Twenty-fifteen was a Good Year

I continued my life plan of ditching people who suck, building relationships with people who don’t, and trusting myself to know the difference. And you know what? To date, 2015 is my most successful year ever. Family-wise, career-wise, finance-wise.

I’ve been on this particular trajectory since 2011 and I have absolutely no regrets. I’m a huge believer in burning bridges when the bridge is rotted out. I’ve also been like this my whole life and the only real regret is that I didn’t embrace it as a core personality feature decades ago. But we live, learn, and move on. That’s the point of the burned bridge.

People are Assets or Liabilities

We each have a limited amount of energy to spend on other people. Don’t allow people in your life who are liabilities. Weed them out and keep moving forward. Don’t worry about following the latest greatest whomever in whatever little bubble you live and/or work in. Those latest-greatest people are overgrown goldfish in a little fishbowl. They’ll run out of oxygen sooner or later and you’ll be over in the big blue deep sea thinking, “Yep. I knew they were fishy.”

Trust Your Gut

If someone seems too good to be true — they are. If someone’s life seems too perfect, too balanced, too successful…trust that you are absolutely seeing through a facade. If someone seems to have the world at hand, and you find yourself feeling jealous or bitter about it, let those feelings go. The most amazing thing you will ever do for yourself is stop thinking about what other people seem to have and comparing it to what you think you do not. That is one of the most self-destructive activities you could engage in. It will roadblock you in life. So stop doing it, and keep moving forward.

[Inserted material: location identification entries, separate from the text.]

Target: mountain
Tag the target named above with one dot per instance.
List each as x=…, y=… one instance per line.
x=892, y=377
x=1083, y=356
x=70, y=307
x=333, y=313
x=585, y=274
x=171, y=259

Recognize people for who they really are, not the “show” they put on. Until you do that, you’ll never stop comparing yourself to those around you who are **seemingly** successful.

Recognize We All Have Faults

On the flips side, you might actually be toxic for someone else. SO – if someone tries to burn a bridge with you, let them. Obviously, if they are destroying your friendship/relationship, they don’t value their relationship with you for one reason or another. Maybe they don’t like you. Maybe you totally annoy them, anger them, piss them off. If so, it’s unlikely that you’ll resolve the issues.

Take my ex-husband for example. He hates my guts. The whole premise of marriage which requires fidelity — well — he could never embrace it. I required it. And he hates that about me. I totally killed his vibe, you know? He kept setting fire to the bridge that was our marriage. I kept grabbing the fire extinguisher. We did this game for too long. Until, finally, I saw him for who he was. And I let my gut lead me out of that relationship. At the time he set the final fire, I couldn’t see how things would ever be better. But, I turned and walked away, and left him standing there…burning it up.

I’m All the Better for It & You Will Be, Too

You only have one life – don’t waste it on toxic relationships- in either your personal or professional relationships. Let them go – and trust yourself – and things will work out exactly as they should.